Olabilecek en yakın yere kadar diye cevaplıyorum bu aralar bu soruyu. En çok da bu acıtıyor sanırım. Bir şeyi isteyip de yapamamak kadar ahmakça bir şey yoktur sanırım. Yapabilecekken yapmamayı tercih etmek cesaret bulamadığın için... Neyse... Sigarayı daha çok içer, daha çılgın bir yaşamı benimseyebilirsem eğer dualarım kabul olabilir.

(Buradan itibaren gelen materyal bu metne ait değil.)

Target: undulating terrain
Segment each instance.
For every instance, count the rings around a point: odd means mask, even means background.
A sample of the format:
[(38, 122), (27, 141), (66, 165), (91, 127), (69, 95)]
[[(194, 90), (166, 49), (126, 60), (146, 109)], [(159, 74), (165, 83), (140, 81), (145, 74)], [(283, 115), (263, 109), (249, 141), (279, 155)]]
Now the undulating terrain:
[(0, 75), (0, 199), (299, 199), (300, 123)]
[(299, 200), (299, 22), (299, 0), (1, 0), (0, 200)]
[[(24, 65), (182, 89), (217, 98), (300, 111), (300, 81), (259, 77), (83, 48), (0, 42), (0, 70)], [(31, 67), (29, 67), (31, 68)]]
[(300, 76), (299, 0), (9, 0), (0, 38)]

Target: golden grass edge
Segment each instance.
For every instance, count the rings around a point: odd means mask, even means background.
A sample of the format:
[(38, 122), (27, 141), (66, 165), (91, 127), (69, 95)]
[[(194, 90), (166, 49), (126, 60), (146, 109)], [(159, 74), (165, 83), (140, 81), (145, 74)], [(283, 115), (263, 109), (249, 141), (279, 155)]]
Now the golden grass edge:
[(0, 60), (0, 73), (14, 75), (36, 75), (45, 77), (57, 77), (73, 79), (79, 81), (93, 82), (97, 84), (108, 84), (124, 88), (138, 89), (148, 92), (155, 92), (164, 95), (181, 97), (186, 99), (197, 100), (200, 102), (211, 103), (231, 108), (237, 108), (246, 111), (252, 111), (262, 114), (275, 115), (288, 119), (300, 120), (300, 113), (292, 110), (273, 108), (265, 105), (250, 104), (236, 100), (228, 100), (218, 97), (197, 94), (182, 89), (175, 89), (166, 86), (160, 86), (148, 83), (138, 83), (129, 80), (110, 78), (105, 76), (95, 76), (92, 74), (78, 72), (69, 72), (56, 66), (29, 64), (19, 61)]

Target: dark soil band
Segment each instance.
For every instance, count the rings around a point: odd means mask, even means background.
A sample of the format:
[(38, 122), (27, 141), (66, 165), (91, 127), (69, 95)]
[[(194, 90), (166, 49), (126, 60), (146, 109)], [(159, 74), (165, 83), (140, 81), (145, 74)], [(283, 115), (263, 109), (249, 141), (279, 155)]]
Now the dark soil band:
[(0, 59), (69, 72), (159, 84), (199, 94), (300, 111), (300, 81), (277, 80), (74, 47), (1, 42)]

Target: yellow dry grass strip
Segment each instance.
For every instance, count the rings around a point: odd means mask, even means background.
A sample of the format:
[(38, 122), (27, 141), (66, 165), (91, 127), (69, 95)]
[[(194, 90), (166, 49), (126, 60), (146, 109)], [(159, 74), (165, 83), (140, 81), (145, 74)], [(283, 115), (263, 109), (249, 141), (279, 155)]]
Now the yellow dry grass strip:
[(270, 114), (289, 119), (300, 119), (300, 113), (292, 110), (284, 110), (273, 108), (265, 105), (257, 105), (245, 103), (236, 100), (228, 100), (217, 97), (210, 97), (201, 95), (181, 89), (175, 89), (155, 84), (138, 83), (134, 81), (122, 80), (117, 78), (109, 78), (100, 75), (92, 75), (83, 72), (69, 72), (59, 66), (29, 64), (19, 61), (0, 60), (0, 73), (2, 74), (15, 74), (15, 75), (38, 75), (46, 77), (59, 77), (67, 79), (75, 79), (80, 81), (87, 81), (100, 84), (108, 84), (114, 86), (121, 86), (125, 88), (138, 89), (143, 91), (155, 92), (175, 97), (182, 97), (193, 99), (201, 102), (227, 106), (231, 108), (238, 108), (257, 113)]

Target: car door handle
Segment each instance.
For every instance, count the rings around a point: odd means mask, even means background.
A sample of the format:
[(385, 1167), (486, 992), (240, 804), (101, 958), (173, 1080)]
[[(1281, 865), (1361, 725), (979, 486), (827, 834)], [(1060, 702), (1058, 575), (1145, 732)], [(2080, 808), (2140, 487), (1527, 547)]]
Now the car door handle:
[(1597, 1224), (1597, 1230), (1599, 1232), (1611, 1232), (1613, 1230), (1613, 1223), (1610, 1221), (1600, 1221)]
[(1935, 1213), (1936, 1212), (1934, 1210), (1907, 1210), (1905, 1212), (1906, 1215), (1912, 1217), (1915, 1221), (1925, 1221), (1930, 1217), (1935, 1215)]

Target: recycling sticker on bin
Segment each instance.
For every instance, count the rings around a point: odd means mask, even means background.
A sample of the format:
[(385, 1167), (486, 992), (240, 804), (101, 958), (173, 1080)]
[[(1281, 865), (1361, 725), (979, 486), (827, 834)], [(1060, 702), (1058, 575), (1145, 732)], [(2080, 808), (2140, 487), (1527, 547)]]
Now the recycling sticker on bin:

Dua demişken bir an aklıma geliyor bu aralar sık sık aklıma. Zamanında çok canımın acıdığın bir zamanda, kocaman kar tarlalarının ortasındaki okulumun içerilere sığamadığım bir öğledensonrasında çıktığım çam ağaçlı bahçesinde, o ağaçların ardına saklanarak insanları izlediğim, kendimi nasıl olup da bu kadar soyutladığım, insanların nasıl olup da hayatlarına bu kadar sorunsuz devam edebildiklerini düşünüp durduğum, bunu yaparken de içimden hayatımda ilk ve tek olan o dua edişim aklıma geldi. İlk kez bu kadar çaresiz kaldığım için bu kadar yakın hissetmiştim herhalde Tanrı'yı kendime. Onunla konuşur gibi, sanki önünde diz çökmüşüm gibi yalvardım kendisine, ya o an beni öldürsün ya da bana sabır versin diye. O öğledensonrası böylelikle birçok şeyin dönüm noktası olmuştu. Buradan Tanrı'ya sesleniyorum, bu aralar öyle bir öğledensonrasına daha ihtiyacım var. Bu sefer hangisini verir bana bilmiyorum ama yine de istiyorum... Ama önce kar yağması lazım değil mi?